6

In planning the next phase of our platform, I am trying to ensure that the production deployment process is PCI compliant.

We have a central platform which acts as a CMS, serving custom content based on an event type, that will reside in a hardened IIS server/environment.

Each new event has a basic splash screen and a custom domain name, i.e. www.myevent1.com, www.myevent2.com, etc.

The issue is that we will need to add new domain names frequently. Being PCI-compliant, we can't have developers accessing production servers.

PCI-DSS 6.4 states:

A separation of duties between personnel that are assigned to the development/test environments and those persons assigned to the production environment.

I'm trying to maintain the separation of tasks per compliance specs.

Thus, I my thoughts were to maintain the CMS server as-is, fully hardened - no developer access. Then have a secondary IIS server where developers can add new domains as needed, and upload the static splash pages that link to the CMS content.

Thoughts?

-- UPDATE --

We will be using PCI-DSS Level 4 compliance, so we won't have any card-holder data on our servers. The payment processor will have this info.

ElHaix
  • 161
  • 4
  • 1
    I always thought the goal was to maintain separation of duties, rather than forbid developers access. I thought it was around multiple users needed to maintain different areas to stop one person having full access. Anyway, in relation to your question, can't you have a none developer create domains? I don't fully understand your setup thought. One other thing, if your using a CMS make sure you maintain seperation of duties and auditing correctly. – ISMSDEV May 29 '17 at 21:28

2 Answers2

4

Is there real need of having CMS inside of the CHD (card-holder data) environment? We always recommend to keep the CHD as small as possible. Isn't it possible to design it in another way where your PCI DSS environment will just process/transfer/store the CHD and pass something as "tokens" outside (i.e. to CMS) instead of storing the CHD directly in CMS?

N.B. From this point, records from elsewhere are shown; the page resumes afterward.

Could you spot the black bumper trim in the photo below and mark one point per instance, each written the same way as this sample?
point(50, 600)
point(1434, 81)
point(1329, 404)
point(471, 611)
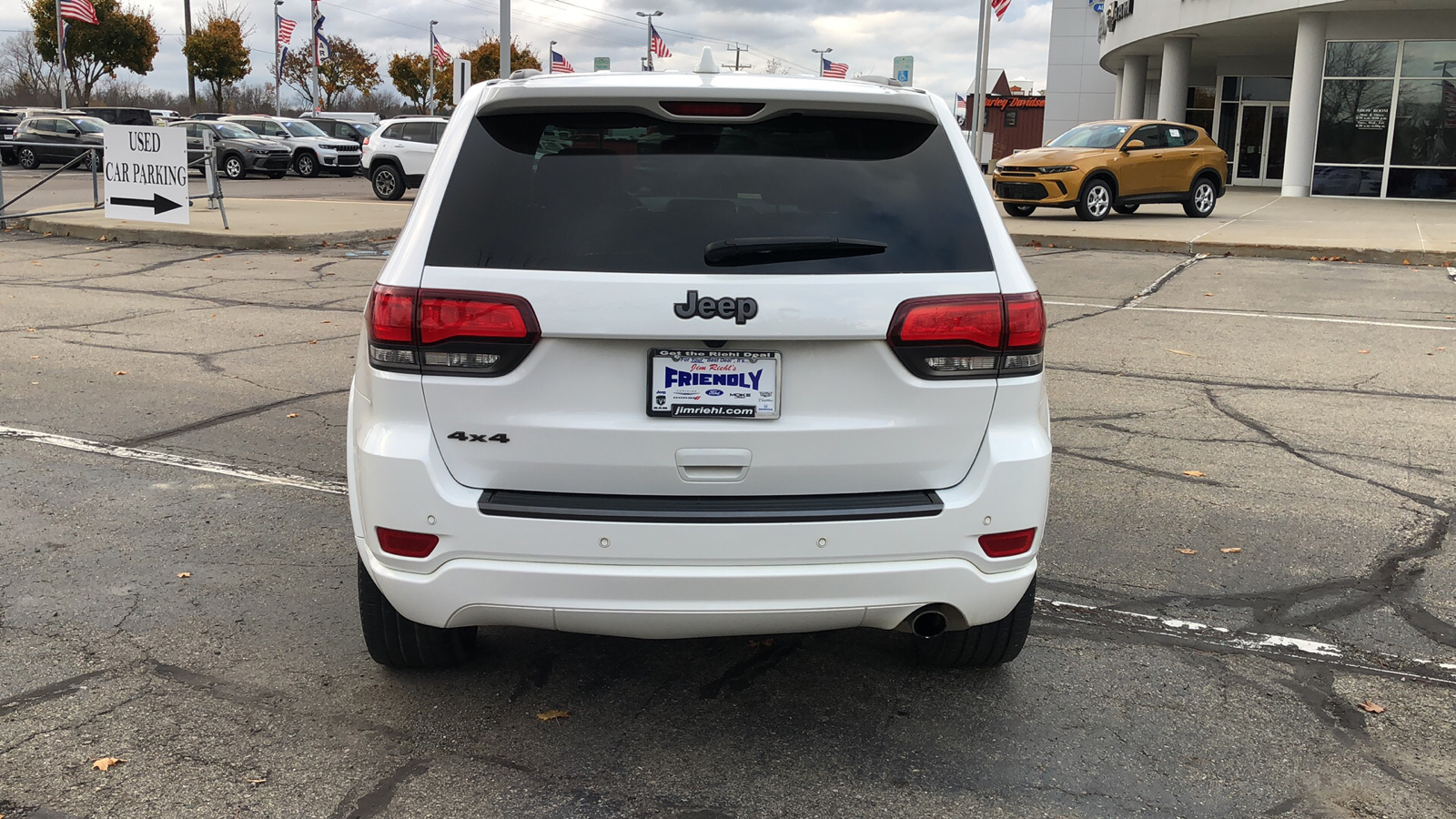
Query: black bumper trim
point(711, 509)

Its hard to recommend anything here as I have no clue where do you store the CHD, what is the purpose of it and many many other things...

As @ISMSDEV said, why developers should access such the production area? Developer develops the code while app admin deploys it and maintains. I can't see any reason why developers should have access to production...

By the way, if you design PCI DSS environment and you plan to certify it, I would recommend to hire some consultancy company / person with deep knowledge of it. It will help you so much and it is worthy as it is really not easy to get everything compliant. While I consider PCI DSS as a best security standard I have ever seen it is really hard to fulfill all its requirements. Sometimes, even if you think you are doing things right the auditor tells you it can't be like that. Simply because you just wrongly understood the requirement or you can't see all aspects of it. And if he tells you this once you have complete design of the environment finished, applications developed, documentation written and you keep evidence of everything its hard and expensive to rework it...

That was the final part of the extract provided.